Memperkuat Literasi Sepak Bola dan Tanggung Jawab Federasi
Penegasan Arya Sinulingga mengenai posisi futsal di bawah PSSI bukan sekadar formalitas, melainkan sebuah pesan penting untuk meningkatkan “literasi sepak bola” di kalangan masyarakat. Banyak penggemar olahraga mungkin hanya mengenal PSSI sebagai induk sepak bola lapangan besar, tanpa menyadari bahwa cabang olahraga lain seperti futsal juga berada dalam lingkup tanggung jawabnya. Dengan adanya sanksi ini, PSSI secara tidak langsung mengedukasi publik tentang cakupan tugas dan kewenangannya yang lebih luas.

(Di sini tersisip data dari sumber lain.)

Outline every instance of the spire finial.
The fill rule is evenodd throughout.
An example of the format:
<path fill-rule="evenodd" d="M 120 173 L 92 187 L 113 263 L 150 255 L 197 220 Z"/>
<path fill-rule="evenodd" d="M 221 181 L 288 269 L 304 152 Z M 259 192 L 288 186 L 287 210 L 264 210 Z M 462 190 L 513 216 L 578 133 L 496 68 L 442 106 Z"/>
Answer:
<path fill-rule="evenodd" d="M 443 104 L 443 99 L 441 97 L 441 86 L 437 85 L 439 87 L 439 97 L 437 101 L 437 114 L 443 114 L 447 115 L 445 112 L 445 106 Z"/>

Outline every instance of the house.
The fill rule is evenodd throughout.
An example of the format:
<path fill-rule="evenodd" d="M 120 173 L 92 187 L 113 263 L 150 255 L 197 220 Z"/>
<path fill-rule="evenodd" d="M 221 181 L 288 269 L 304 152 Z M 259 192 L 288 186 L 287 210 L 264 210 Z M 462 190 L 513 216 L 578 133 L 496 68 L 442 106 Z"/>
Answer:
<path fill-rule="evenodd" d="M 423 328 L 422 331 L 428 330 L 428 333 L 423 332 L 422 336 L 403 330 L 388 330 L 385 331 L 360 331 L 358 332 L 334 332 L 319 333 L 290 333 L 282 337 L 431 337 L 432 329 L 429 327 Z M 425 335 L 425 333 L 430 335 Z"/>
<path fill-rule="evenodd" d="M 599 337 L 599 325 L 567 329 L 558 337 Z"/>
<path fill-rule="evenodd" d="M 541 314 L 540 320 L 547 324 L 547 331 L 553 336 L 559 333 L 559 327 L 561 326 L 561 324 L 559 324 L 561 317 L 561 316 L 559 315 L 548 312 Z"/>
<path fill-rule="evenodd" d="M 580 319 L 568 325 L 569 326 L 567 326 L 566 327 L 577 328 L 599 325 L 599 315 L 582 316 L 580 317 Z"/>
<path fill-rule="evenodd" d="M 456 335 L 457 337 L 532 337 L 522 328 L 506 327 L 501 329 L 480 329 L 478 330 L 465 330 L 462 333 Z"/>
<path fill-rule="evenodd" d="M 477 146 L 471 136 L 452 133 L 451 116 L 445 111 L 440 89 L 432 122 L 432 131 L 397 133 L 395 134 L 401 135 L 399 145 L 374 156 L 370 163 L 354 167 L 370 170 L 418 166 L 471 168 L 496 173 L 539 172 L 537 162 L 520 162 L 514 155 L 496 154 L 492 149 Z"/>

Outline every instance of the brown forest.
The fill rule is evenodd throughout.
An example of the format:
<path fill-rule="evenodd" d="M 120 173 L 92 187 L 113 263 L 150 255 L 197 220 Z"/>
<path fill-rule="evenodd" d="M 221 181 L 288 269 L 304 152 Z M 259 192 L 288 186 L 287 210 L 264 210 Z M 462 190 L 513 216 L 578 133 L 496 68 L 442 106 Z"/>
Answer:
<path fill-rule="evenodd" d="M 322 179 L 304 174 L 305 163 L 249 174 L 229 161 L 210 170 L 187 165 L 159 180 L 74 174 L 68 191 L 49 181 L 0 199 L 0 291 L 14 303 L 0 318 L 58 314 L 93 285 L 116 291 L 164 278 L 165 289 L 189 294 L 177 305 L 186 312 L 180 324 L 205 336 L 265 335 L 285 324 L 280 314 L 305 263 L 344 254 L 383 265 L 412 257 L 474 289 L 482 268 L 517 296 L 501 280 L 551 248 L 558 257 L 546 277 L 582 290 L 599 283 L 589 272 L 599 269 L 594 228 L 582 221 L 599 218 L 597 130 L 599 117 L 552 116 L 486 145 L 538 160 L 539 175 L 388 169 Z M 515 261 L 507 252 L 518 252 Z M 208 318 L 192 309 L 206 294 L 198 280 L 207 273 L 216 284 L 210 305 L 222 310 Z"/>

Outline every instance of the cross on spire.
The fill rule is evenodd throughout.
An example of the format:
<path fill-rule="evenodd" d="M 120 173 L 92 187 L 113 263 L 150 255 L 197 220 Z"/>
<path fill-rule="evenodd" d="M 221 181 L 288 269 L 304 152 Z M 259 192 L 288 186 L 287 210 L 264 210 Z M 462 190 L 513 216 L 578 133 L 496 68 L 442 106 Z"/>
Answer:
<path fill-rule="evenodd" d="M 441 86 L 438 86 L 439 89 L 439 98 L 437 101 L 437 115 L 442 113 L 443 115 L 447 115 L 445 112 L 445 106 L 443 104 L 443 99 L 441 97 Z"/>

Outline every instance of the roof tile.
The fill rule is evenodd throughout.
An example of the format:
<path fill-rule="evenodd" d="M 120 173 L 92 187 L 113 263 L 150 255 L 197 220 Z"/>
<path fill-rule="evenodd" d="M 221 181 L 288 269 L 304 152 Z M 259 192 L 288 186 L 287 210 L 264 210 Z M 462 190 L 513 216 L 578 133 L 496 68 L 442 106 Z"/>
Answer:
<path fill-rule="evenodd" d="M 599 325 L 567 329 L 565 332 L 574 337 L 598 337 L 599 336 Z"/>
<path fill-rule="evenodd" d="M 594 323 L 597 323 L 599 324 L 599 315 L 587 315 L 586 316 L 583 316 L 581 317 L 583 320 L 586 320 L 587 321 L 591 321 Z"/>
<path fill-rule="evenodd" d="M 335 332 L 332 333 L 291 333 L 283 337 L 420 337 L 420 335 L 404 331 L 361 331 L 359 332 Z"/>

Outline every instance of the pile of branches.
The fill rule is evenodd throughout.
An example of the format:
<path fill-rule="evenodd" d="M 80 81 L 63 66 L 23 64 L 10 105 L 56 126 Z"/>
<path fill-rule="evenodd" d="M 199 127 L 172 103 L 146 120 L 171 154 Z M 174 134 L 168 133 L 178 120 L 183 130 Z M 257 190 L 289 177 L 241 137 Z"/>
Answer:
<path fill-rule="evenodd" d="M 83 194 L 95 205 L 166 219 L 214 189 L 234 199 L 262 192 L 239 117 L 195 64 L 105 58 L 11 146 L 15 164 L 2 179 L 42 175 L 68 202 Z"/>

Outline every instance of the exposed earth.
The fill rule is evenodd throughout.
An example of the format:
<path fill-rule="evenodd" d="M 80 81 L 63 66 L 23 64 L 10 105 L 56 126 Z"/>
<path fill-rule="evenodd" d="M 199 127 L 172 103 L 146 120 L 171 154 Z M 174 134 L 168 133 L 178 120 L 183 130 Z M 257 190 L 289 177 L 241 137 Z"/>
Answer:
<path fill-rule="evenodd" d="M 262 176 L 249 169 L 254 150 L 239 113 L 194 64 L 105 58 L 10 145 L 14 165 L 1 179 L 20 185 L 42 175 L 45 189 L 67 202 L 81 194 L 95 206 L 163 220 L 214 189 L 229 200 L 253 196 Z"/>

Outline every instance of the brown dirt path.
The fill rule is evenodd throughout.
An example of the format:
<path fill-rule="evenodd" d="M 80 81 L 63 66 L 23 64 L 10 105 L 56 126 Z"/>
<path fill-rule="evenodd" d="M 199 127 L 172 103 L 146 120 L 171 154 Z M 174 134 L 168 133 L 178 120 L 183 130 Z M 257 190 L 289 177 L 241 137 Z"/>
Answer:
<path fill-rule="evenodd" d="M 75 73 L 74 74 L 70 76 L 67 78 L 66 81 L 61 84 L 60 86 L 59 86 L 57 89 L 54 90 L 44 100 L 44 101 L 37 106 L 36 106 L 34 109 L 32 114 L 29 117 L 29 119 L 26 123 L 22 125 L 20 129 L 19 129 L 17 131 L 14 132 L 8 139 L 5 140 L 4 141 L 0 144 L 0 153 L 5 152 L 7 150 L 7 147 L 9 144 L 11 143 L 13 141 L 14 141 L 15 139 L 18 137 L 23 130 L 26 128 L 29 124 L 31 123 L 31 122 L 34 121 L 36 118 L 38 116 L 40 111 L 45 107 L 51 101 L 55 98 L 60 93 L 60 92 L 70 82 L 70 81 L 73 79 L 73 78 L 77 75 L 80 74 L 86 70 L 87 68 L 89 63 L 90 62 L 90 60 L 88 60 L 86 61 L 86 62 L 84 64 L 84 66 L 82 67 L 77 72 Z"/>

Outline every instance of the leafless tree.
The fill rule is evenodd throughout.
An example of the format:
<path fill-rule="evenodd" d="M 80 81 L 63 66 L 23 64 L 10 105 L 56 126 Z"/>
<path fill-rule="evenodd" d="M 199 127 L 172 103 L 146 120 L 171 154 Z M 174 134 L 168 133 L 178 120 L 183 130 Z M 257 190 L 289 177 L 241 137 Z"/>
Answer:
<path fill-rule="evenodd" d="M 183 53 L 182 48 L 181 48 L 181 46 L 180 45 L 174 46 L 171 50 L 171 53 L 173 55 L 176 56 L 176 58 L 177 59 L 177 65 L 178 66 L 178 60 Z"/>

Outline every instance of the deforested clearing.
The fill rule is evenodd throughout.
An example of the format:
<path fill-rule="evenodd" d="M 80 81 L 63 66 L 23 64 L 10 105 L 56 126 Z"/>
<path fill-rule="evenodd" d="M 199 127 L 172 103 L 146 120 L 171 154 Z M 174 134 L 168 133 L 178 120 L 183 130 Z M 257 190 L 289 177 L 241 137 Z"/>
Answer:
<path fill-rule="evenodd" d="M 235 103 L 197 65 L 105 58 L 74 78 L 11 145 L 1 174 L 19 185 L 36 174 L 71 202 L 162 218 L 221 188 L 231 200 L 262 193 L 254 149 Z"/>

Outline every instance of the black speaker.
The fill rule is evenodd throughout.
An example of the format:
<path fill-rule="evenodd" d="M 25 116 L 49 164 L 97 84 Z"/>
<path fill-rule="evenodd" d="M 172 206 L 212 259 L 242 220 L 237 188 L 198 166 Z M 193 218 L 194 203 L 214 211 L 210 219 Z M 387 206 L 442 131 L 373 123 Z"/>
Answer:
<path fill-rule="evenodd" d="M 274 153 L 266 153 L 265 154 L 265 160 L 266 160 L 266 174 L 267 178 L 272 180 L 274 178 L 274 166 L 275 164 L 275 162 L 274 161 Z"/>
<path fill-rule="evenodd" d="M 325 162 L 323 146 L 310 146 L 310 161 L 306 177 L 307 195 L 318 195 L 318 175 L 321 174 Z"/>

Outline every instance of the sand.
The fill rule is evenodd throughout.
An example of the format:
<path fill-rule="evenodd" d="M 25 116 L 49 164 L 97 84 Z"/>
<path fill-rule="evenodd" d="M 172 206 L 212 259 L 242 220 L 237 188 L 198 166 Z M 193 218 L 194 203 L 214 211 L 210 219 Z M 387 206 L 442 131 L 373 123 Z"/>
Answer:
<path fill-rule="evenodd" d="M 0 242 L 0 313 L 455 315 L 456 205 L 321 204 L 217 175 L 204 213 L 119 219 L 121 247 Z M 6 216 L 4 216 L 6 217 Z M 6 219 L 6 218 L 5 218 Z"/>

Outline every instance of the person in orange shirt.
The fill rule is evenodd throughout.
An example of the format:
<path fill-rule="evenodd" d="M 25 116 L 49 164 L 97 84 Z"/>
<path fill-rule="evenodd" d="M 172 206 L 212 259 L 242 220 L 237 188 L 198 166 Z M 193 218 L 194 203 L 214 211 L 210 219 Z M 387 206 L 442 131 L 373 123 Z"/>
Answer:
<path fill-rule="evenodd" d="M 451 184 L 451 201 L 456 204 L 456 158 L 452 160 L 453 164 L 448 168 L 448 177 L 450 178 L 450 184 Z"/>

Hal ini penting untuk membangun pemahaman yang lebih baik tentang bagaimana tata kelola olahraga di Indonesia berjalan, termasuk alokasi sumber daya dan penanganan masalah. Tanggung jawab PSSI tidak hanya sebatas pada tim nasional sepak bola, tetapi juga mencakup pembinaan, pengembangan, dan kepatuhan regulasi untuk futsal, yang seringkali menuntut investasi finansial dan operasional yang tidak sedikit, seperti yang diungkapkan Arya.
Sanksi dari AFC ini bukan hanya sekadar denda finansial, tetapi juga menjadi pengingat keras bagi PSSI dan seluruh pemangku kepentingan mengenai pentingnya standar internasional dalam penyelenggaraan acara olahraga. Kegagalan dalam memastikan keamanan dan ketertiban tidak hanya merugikan secara finansial, tetapi juga dapat merusak reputasi Indonesia sebagai tuan rumah acara olahraga internasional di masa depan. PSSI, dengan menerima sanksi ini tanpa banding, menunjukkan keseriusan dalam mengatasi masalah dan berkomitmen untuk melakukan perbaikan. Ini adalah kesempatan bagi federasi untuk meninjau ulang dan memperkuat protokol keamanan, manajemen kerumunan, dan sistem akreditasi guna memastikan bahwa insiden serupa tidak terulang di turnamen-turnamen mendatang. Pelajaran dari Piala Asia Futsal 2026 ini diharapkan dapat menjadi katalisator untuk peningkatan kualitas penyelenggaraan acara olahraga di Indonesia secara keseluruhan, demi kenyamanan dan keamanan semua pihak yang terlibat.